Timothy Trost, Goodhue
$5,000; Trost illustrates native plant species, focusing on the rare and endangered plants of Minnesota. He has identified three endangered species he will draw next. Funds will enable him to travel to parts of Minnesota where these species can be observed in their habitat and photographed before he begins illustrations. He has a tentative exhibit in 2008 scheduled at the Minnesota Landscape Arboretum.

Holly Vrieze Murray, Minneapolis
$6,000; to create a series, with the bird as primary subject and the complex and sometimes disparate associations generated by the image or character. She will build the pieces first in wax and then take them to a foundry for ceramic shell and bronze casting. Next, she will focus on the welding, clean up, and patina. Her final step will be to document the work for promotional materials, working towards a solo exhibition.

Chamindika Waduragala, Minneapolis
$6,000; to create a series of new works inspired by Pablo Neruda’s poetry. She will challenge herself artistically to incorporate text into her drawings. Telling a story within each drawing has always been a part of her work. With this new work, she will also challenge herself to tell a story with the whole series.

Randy Walker, Minneapolis
$6,000; to create an interior fiber installation in a found, highly visible urban public space. He uses fiber to create woven color, light, and transparency in his work. The installation is tentatively scheduled for a grain elevator in the Mill City Museum. This project will engage the public as it is involved in the transformation of a familiar space into a lively and engrossing experience of art making and art viewing.

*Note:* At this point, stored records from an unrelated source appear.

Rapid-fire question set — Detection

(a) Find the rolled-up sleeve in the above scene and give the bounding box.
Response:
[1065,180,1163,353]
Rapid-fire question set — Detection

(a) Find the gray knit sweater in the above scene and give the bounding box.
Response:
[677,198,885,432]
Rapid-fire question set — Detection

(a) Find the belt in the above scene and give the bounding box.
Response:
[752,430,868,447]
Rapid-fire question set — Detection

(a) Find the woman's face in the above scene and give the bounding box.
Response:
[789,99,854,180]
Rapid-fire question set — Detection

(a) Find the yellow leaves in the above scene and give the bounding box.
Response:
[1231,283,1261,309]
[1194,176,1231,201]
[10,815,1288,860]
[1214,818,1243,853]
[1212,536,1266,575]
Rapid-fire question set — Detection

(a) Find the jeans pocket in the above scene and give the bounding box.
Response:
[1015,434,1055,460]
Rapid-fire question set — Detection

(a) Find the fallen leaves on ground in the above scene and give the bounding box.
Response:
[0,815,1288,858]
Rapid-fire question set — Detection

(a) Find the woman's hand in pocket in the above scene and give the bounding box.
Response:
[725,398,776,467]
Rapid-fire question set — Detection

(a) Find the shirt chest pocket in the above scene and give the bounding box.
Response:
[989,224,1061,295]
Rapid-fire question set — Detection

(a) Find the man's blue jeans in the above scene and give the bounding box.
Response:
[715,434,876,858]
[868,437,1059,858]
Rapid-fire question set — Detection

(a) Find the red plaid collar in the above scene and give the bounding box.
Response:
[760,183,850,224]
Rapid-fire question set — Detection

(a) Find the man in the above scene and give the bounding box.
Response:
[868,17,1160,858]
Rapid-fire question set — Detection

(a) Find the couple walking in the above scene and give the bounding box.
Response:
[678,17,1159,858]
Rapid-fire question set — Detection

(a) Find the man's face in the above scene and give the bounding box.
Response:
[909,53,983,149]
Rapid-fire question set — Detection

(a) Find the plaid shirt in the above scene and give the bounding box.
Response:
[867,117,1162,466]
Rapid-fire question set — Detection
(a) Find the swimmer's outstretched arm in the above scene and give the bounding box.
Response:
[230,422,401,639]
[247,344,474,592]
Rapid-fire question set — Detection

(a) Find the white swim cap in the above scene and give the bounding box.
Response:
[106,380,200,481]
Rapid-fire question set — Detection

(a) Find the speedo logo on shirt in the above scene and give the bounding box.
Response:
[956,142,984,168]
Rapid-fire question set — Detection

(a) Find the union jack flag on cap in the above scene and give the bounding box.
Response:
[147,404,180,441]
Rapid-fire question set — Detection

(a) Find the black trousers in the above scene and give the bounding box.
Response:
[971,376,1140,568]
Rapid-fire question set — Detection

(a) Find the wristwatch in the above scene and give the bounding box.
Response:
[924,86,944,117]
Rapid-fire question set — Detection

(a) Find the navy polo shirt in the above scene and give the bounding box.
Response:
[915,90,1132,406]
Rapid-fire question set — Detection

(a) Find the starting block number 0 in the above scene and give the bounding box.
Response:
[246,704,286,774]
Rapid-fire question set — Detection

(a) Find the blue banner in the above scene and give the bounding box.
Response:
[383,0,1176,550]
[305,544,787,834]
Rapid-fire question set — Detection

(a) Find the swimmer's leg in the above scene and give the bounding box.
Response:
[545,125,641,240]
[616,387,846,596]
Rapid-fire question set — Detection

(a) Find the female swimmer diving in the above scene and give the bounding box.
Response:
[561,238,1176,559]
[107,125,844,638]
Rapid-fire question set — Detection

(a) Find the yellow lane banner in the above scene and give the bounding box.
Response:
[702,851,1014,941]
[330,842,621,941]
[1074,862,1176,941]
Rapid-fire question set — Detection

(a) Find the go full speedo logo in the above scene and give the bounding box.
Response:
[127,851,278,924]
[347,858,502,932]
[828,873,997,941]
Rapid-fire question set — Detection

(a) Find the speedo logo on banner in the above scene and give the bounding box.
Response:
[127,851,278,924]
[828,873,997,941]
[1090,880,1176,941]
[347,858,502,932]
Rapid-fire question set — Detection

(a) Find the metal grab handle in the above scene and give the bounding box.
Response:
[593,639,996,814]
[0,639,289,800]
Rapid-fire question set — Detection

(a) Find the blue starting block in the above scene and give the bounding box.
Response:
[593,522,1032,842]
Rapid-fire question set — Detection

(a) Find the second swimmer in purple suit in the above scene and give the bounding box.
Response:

Daniel R. Wheeler, St. Paul
$6,000; to travel to the Museum of Jurassic Technology to research unexplained creatures in impossible scenes. Wheeler explored a similar theme of fusing the ordinary with the absurd in his recent series of works depicting enormous birds in bodies of water and on highways at night. His next body of work is inspired by small museum house exhibits that recall the “cabinets of curiosities” of the eighteenth century.

Ann Wood, Saint Paul
$6,000; to create new work in which the figures have a direct conversation with the viewer compared to her past work in which the figures communicate only with each other. She will research detailed objects that have remained powerful throughout time. She is continually searching for historical crafts made by women with visual richness. Various art forms such as miniature mourning lockets, 16th century lace, and various textile arts have influenced her work.